An immunoassay is a biochemical laboratory technique designed to measure the presence or concentration of a specific substance, often called an analyte, in a biological sample. This measurement relies on harnessing the natural defensive mechanism of the immune system: molecular recognition. The test operates by using a specific biological probe to “recognize” and bind to the target molecule, much like a key fitting into a highly specific lock. This highly selective binding ensures the assay only detects the substance of interest, even within the complex mixture of proteins, hormones, and other molecules found in blood or urine. The goal is to translate this invisible molecular binding event into a measurable signal to determine the target substance’s concentration.
The Essential Components
Immunoassays require two primary biological components to function: the antigen and the antibody. The antigen is the target molecule being measured, which can be anything from a hormone or a therapeutic drug to a viral protein or a bacterial toxin.

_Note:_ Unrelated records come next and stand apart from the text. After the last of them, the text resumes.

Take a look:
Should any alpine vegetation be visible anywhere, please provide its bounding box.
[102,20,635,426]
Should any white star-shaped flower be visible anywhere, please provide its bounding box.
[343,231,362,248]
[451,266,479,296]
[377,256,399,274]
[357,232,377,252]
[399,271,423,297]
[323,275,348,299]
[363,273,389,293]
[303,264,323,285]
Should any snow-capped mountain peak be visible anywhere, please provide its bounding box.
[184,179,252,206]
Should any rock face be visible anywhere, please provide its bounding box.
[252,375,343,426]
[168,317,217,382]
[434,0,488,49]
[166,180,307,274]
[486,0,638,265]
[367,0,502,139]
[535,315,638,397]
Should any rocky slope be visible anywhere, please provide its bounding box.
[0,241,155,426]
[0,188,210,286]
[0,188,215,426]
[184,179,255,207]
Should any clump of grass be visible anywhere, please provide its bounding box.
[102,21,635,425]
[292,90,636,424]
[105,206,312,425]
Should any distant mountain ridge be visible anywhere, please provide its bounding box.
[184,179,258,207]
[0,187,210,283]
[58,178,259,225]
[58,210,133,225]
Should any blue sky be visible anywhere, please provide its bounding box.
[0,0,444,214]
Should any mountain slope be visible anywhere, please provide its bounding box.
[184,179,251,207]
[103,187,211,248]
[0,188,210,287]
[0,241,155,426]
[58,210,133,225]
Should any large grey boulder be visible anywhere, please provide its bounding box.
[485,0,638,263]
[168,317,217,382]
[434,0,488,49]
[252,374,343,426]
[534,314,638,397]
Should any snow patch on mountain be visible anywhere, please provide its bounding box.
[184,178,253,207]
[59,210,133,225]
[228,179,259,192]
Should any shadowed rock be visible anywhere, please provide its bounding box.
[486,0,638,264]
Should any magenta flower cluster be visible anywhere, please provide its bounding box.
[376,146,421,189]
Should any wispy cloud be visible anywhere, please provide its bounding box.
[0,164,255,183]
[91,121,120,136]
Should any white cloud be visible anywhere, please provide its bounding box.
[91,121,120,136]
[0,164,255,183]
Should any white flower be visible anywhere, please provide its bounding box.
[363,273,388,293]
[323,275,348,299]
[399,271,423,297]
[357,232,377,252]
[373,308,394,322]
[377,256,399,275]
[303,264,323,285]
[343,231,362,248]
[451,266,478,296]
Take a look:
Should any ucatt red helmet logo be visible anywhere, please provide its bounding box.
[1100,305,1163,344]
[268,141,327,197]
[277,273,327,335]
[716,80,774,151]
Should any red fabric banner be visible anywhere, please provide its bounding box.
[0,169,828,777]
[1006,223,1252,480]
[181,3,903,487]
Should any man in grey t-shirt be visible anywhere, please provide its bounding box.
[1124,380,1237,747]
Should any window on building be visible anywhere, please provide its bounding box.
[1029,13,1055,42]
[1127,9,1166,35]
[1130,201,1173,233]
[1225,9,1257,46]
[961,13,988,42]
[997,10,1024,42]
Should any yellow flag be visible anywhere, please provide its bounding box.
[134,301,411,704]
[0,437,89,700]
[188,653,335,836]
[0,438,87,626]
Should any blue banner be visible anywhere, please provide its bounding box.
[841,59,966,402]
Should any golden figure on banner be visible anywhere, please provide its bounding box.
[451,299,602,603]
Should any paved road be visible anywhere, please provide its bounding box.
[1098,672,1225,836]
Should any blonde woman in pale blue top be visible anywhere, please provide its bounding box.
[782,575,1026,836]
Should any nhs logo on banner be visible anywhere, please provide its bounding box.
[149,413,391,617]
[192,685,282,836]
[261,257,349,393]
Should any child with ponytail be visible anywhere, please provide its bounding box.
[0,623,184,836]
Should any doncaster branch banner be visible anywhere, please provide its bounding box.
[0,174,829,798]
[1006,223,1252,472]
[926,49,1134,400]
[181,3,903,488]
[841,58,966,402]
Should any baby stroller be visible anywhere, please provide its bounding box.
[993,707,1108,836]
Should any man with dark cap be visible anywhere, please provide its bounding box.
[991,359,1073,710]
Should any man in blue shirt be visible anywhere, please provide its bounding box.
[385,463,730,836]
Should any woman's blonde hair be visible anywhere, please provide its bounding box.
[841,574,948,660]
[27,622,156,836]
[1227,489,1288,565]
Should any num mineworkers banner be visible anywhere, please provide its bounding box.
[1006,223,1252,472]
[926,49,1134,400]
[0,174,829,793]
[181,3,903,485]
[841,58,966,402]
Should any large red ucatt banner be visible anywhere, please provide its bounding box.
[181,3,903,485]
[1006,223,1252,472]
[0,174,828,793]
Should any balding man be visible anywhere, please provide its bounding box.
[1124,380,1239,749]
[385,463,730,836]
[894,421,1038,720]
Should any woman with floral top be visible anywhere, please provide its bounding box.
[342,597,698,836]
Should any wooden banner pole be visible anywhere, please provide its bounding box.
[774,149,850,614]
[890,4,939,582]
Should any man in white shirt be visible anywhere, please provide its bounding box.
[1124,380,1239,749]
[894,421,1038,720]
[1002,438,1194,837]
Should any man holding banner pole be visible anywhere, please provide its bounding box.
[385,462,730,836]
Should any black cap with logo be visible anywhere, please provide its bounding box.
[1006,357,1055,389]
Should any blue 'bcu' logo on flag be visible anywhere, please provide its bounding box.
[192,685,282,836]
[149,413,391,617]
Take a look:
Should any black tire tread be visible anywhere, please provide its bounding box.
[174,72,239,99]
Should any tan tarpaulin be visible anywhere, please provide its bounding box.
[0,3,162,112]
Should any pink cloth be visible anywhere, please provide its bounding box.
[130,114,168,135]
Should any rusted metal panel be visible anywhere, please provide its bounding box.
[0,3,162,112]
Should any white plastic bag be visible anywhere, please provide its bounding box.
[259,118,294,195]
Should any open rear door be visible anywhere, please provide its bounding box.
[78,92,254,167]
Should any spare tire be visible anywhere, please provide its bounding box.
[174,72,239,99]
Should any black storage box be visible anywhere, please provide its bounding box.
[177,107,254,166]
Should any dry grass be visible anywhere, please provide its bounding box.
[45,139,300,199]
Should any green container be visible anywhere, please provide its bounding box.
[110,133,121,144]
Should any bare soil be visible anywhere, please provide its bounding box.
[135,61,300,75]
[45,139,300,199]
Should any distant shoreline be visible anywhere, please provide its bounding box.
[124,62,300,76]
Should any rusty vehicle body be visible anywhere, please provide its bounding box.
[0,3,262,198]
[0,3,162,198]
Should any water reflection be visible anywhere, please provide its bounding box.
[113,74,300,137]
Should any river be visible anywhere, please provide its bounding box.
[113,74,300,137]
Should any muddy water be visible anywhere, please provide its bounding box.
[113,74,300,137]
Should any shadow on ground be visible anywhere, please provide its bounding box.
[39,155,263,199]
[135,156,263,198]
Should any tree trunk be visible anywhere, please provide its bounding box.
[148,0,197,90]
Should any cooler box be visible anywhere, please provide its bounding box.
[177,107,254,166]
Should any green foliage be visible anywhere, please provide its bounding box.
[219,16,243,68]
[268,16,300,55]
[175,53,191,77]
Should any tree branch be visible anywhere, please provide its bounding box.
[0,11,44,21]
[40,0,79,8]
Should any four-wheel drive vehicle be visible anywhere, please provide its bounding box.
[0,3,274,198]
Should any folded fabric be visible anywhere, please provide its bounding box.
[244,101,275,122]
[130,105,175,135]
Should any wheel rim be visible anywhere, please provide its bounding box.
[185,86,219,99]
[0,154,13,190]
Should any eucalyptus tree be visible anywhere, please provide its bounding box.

The antibody is a specialized protein used as a molecular probe because it possesses a binding site precisely complementary to a specific region on the antigen. This pairing is the basis of the lock-and-key mechanism, providing the test with high specificity. An antibody will only latch onto its designated antigen. In a typical assay setup, these antibodies are engineered or sourced specifically to capture the target analyte from the sample. The strength of this attraction, known as affinity, dictates the sensitivity of the entire test system.
Principles of Detection
The binding of an antibody to an antigen is an invisible molecular event that must be converted into a physical signal for measurement. This conversion is achieved through the use of a label, a molecule chemically attached to one of the assay components, typically the detection antibody. Common labels include enzymes, which produce a color change or light when exposed to a substrate, and fluorophores, which emit light when illuminated with a specific wavelength.
When the labeled antibody binds to the captured antigen, the label generates a measurable output. For instance, in an Enzyme-Linked Immunosorbent Assay (ELISA), the enzyme label catalyzes a reaction that changes the color of the solution. The intensity of this color is directly proportional to the amount of antigen present. Other advanced methods, such as Chemiluminescence Immunoassays, use labels that emit light through a chemical reaction, which can be measured with high sensitivity to quantify very low concentrations of the target molecule.

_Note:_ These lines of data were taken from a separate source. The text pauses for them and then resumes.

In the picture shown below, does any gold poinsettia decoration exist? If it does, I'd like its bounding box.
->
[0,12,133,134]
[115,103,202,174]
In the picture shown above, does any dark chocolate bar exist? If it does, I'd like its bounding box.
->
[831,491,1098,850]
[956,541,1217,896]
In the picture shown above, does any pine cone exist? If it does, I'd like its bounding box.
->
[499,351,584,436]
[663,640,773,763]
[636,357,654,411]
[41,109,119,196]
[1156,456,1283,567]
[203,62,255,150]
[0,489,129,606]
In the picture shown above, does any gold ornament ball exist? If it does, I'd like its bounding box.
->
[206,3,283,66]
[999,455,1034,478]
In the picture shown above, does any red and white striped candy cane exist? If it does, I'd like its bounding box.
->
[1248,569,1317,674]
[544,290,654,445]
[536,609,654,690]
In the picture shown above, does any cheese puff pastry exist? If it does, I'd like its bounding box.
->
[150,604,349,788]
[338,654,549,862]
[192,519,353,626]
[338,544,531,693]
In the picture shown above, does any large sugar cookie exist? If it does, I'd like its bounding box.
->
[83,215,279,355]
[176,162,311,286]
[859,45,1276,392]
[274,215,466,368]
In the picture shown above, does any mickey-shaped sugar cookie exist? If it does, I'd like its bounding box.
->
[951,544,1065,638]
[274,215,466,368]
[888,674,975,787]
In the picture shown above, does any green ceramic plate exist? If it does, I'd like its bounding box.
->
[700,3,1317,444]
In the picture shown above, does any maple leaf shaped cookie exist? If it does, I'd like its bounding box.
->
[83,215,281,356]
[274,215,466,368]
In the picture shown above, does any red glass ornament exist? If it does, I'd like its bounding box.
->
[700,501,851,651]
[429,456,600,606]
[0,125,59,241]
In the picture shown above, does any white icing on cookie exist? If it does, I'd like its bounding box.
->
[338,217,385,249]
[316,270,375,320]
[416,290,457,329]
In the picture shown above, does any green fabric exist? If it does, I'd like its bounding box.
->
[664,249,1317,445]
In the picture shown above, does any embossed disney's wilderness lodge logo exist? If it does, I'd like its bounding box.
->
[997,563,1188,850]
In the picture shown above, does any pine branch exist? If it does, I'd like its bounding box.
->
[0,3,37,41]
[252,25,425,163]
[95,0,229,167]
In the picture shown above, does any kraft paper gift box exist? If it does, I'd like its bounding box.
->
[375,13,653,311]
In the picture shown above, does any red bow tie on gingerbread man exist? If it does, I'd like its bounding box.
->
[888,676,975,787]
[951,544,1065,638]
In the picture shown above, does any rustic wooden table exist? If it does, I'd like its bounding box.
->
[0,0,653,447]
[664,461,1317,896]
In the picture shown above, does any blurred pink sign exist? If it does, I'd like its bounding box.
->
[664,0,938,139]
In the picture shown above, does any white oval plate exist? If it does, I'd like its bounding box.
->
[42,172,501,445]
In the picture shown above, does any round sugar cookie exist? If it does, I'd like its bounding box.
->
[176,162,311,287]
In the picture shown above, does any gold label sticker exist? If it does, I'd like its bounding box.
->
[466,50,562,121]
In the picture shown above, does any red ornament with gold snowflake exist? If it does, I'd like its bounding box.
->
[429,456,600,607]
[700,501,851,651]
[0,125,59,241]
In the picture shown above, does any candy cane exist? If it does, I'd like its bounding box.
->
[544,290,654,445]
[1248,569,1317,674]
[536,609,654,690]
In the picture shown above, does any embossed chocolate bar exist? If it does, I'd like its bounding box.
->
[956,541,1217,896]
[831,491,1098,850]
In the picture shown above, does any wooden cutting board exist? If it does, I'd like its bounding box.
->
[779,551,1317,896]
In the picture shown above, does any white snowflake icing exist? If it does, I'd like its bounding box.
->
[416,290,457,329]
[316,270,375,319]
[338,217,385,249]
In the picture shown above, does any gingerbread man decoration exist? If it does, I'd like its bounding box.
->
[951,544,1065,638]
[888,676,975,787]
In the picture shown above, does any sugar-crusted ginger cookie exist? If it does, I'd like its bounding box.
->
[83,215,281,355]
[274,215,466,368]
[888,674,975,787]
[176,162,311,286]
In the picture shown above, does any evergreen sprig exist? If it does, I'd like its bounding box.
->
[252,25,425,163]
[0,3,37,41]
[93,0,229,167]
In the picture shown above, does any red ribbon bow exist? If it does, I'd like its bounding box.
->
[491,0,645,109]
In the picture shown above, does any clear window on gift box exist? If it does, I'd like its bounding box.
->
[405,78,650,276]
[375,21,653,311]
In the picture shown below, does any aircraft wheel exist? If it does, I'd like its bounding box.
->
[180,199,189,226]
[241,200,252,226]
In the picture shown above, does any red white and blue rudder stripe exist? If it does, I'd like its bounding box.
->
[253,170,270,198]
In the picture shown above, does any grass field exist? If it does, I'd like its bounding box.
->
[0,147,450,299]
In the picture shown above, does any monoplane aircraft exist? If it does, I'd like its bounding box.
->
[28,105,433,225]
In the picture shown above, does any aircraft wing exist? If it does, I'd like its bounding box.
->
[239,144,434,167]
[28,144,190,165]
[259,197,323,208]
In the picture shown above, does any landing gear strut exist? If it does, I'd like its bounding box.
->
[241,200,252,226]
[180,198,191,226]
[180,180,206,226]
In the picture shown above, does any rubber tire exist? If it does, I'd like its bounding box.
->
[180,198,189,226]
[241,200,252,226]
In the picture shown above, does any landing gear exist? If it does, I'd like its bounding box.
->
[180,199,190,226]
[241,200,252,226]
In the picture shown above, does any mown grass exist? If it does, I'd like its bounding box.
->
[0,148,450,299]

Common Immunoassay Formats
Immunoassays are constructed in various formats, which dictate the methodology and the physical design of the test. These formats are generally categorized as either heterogeneous or homogeneous based on whether they require physical separation steps. Heterogeneous assays, such as the Enzyme-Linked Immunosorbent Assay (ELISA), require one or more wash steps to remove unbound components. While this increases sensitivity, it also adds complexity and time to the test.
One highly sensitive heterogeneous design is the sandwich immunoassay, which utilizes two separate antibodies that bind to different sites, or epitopes, on the target antigen. A “capture” antibody is first immobilized on a solid surface to grab the antigen from the sample. Then, a labeled “detection” antibody is added to bind to the trapped antigen, effectively sandwiching the target between the two antibodies. This dual-recognition system provides high specificity and is effective for measuring larger molecules that possess multiple binding sites.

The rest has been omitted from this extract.